Available for free download in celebration of the life and legacy of Antonia Apodaca (November 1, 1923 – January 25, 2020).
This is a medley of a polka and chotís, both learned from accordionist Antonia Apodaca of Rociada, New Mexico. Antonia was born in 1923 into a musical family. We met her through Ken Keppeler and Jeanie McLerie, who met Antonia in the 1980’s at a point in her life when she had given up music.
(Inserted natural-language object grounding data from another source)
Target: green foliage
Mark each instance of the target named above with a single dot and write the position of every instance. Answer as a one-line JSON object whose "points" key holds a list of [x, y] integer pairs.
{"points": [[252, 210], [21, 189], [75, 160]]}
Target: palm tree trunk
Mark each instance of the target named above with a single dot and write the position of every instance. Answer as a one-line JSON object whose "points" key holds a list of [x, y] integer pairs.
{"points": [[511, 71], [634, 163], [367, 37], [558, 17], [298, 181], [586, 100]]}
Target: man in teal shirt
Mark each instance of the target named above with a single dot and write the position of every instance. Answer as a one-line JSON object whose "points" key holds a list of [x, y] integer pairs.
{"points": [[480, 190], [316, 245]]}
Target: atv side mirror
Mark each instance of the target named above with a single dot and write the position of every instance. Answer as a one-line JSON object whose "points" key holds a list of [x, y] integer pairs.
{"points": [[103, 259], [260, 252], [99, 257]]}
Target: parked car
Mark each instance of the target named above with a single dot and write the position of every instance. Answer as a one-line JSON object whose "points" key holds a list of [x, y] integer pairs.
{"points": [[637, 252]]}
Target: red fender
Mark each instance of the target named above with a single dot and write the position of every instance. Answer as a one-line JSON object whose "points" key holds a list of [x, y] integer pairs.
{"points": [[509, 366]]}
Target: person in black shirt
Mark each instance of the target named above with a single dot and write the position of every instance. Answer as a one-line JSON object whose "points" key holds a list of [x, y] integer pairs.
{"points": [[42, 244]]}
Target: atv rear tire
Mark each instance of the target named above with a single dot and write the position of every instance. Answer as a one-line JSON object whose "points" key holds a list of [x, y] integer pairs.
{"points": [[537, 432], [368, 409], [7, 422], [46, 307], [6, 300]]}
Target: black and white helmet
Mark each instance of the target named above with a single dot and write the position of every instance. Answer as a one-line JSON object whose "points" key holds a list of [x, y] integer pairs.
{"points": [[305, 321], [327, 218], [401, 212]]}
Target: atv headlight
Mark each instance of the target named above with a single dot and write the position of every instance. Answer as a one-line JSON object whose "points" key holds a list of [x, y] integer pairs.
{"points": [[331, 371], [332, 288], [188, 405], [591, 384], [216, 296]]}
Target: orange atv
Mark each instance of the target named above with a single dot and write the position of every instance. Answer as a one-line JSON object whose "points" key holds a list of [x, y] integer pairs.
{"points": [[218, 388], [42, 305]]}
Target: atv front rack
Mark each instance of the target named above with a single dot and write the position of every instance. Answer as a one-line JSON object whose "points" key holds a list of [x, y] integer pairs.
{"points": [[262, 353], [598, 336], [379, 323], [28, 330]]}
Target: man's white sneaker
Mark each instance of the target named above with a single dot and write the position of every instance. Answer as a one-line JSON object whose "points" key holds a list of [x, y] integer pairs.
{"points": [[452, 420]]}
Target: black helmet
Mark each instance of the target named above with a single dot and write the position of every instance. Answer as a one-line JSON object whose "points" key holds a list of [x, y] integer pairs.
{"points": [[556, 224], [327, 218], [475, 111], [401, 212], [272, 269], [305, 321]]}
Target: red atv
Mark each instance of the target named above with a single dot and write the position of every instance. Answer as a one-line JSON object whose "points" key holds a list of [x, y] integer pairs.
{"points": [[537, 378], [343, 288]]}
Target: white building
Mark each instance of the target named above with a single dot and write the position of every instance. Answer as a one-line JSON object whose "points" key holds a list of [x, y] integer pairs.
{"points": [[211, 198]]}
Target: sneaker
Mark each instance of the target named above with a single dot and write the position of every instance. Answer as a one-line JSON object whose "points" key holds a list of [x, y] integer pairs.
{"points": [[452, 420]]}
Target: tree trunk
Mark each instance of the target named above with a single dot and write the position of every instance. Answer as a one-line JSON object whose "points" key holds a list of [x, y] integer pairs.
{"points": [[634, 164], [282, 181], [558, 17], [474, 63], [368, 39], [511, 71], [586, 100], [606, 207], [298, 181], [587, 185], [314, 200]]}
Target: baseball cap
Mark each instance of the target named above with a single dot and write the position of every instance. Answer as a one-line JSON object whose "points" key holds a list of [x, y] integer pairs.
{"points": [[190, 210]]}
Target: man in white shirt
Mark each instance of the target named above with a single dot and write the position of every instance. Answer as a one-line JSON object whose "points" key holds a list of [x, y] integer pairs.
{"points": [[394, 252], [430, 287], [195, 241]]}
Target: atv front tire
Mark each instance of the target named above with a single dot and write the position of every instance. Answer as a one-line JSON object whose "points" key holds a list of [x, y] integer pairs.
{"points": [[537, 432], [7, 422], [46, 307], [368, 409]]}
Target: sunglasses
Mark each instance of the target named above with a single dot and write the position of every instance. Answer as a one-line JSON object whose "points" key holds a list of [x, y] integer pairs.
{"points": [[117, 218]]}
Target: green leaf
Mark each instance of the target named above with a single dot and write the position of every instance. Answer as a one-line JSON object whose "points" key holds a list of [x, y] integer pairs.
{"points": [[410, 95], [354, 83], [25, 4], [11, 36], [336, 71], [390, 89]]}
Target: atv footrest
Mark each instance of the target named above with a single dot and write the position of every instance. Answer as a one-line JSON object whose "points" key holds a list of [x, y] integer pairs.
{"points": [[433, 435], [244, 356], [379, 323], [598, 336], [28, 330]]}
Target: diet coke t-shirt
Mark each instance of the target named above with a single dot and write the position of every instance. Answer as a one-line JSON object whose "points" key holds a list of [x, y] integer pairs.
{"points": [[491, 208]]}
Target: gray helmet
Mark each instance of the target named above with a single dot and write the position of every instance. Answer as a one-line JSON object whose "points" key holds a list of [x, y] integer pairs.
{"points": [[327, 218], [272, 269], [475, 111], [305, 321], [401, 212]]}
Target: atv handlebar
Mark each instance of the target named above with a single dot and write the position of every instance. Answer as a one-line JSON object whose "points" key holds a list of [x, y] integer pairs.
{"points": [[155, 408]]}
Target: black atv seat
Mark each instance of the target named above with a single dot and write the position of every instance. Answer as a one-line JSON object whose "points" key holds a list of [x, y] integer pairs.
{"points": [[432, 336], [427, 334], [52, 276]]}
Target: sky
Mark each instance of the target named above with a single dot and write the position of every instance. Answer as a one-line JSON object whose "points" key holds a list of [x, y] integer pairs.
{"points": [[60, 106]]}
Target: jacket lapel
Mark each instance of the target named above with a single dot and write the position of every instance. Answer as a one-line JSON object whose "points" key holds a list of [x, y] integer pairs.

They encouraged her to begin playing again, and then played with her for many years, touring together to share her music across New Mexico and the US.
Antonia started playing her mom’s diatonic accordion as a child and took after her mother’s style, which is characteristic of Northern New Mexico: the accordion is played like a one-row instrument, with lots of chord clusters in the melody and strong bass chords that don’t follow the melody in the way we’re used to nowadays, creating a percussive and drone effect. This style of playing has more in common with old Midwestern and Scandinavian styles than the neighboring Tejano styles that have become more popular in New Mexico today. Antonia recalls meeting conjunto tejano accordion pioneer Santiago Jiménez Sr., who loved her playing and encouraged her to “keep up her old style”.
When Antonia was just 9 years old, she won her first accordion by taking first place in an accordion contest in Santa Fe. It was this tune, “La Polka Suazo”, which she played, having learned it from her mother’s family. We combine this tune with another we learned from her, a chotís that some people call “La Burra Orejona”. The chotís (also called the chote and shotís in New Mexico) is a popular partner dance (it originated in Bohemia as the šotyš and then spread throughout Europe and the New World.) This particular chotís inherits the first part from an American square dance tune called “Flop-Eared Mule”. In the territorial period many Midwestern and Southern hoedown melodies were incorporated in New Mexico music as chotíses, cuadrillas and marchas, with the melodies altered and ‘New-Mexicanized’ by new melodic and rhythmic interpretations. Sometimes half of a back-East hoedown ended up combined with half of a local tune to make a new creation, as is the case with this chotís.